PR and public affairs was WPP's strongest performing sector in Q2 2018, as the group reported its first quarter of like-for-like growth in more than a year amid changes at the top of the company.

Mark Read: strategy review will address structure, under-performing operations, and positioning for the future
Mark Read: strategy review will address structure, under-performing operations, and positioning for the future

WPP - which yesterday confirmed Mark Read’s appointment as CEO – said like-for-like revenue in its PR and public affairs arm rose six per cent in the second quarter of 2018, against growth of 1.1 per cent in Q1 (figures exclude pass-through costs). The division includes Burson Cohn & Wolfe, Hill+Knowlton, Finsbury and Buchanan.

WPP said the performance was "driven by strong growth in both the United Kingdom and Germany through the group's financial public relations businesses and double-digit growth in Latin America and the Middle East".
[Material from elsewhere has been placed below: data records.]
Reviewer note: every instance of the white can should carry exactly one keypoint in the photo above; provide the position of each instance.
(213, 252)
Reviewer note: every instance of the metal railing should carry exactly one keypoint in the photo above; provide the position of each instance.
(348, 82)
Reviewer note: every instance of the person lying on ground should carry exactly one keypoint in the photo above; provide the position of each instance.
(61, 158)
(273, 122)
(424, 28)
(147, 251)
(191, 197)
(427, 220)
In the half year to 30 June, revenue in the division was £551m ($708m), up 3.5 per cent on a like-for-like basis.

Profitability also improved in the PR and public affairs arm. Profit before interest and tax (excluding costs linked to disposals, restructuring and other factors) in the half year was £85m ($109.2m), up from £80m ($102.8m) in the same period in 2017.
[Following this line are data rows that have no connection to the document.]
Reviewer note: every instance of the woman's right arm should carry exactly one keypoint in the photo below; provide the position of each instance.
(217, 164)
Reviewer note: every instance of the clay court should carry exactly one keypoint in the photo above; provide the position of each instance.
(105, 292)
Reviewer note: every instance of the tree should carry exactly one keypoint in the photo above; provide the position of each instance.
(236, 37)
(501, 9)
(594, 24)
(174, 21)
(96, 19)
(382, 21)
Profit margin in the division also improved, moving from 14 per cent in the first half of 2017 to 15.5 per cent in the corresponding period this year.
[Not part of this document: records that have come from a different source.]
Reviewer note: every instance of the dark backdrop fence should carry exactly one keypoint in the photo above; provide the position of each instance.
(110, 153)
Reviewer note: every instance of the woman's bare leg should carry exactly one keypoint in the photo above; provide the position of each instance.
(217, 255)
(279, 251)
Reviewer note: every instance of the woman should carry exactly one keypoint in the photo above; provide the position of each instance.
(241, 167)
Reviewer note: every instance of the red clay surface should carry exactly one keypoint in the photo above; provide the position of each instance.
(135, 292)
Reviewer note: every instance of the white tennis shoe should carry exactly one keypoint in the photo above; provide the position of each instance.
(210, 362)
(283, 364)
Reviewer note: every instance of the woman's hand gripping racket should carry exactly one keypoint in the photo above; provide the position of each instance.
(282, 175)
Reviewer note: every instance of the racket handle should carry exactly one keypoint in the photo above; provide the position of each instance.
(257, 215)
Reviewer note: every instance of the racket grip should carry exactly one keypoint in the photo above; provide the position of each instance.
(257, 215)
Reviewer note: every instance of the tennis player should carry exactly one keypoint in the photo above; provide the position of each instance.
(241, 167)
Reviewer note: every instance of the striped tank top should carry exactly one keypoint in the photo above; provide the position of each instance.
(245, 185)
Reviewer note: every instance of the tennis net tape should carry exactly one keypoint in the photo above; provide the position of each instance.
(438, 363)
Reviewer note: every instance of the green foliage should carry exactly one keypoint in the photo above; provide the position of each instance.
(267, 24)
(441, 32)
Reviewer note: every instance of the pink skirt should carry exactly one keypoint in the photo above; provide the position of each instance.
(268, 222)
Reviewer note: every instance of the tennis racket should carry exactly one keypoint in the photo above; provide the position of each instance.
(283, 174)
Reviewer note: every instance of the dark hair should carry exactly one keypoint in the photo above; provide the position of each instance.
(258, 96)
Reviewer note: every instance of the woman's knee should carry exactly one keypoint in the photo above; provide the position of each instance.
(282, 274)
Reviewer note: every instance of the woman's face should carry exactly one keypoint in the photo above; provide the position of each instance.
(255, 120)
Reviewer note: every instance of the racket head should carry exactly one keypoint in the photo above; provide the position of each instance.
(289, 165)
Across the group, WPP said Q2 2018 was its first quarter of like-for-like growth since Q1 2017. Like-for-likes rose 2.4 per cent in the quarter – across the half year they increased by 1.6 per cent.

Revenue in the half year fell 2.1 per cent to £7.5bn ($9.6bn), affected by currency headwinds of five per cent – growth was +2.9 per cent excluding currency fluctuations.

Profit before interest and tax fell seven per cent, or -2.3 per cent on a constant currency basis, to £821m ($1.05bn).

The company said like-for-like revenue excluding pass-through costs grew 0.4 per cent in July, in line with growth in the first half. Overall like-for-like revenue was up 2.1 per cent in the month.

Strategy review

Read said this morning that a review of WPP’s strategy is underway. It will address "our structure, our under-performing operations, particularly in the United States, and how we position the company for the future". He said the firm would provide an update by the year end.

Read promised "radical evolution" at the company, in a joint interview with chairman Roberto Quarta by Campaign, published yesterday.

Read said today: "The second quarter of 2018 was WPP’s first quarter of like-for-like growth since Q1 2017, and the company has performed strongly in terms of winning and retaining business over the period.

"At our first quarter trading update we said there was no standing still, and in the last few months we have made progress in a number of important areas.

"We have focused our efforts on providing more effectively integrated solutions to clients and, in competitive pitches, we have won or grown business with clients including Adidas, Hilton, Mars, Mondelez, Shell and T-Mobile.

"We have looked at our offering and begun to focus our portfolio through 15 disposals and divestments, including Globant and AppNexus, generating cash proceeds of £676 million so far this year, which will also strengthen our balance sheet and improve our average net debt to EBITDA ratio.

"And we have accelerated initiatives that will simplify our organisation, making it easier for us to manage and clients to access, with, for example, co-locations opened or announced in New York, Kuala Lumpur, Prague and Toronto.

"The mix of performance by geography and function and a decision to invest in the growing areas of our business resulted in a slightly lower headline PBIT [profit before interest and tax] margin.

"As chief executive, my focus will be on invigorating our company and returning the business to stronger, sustainable growth."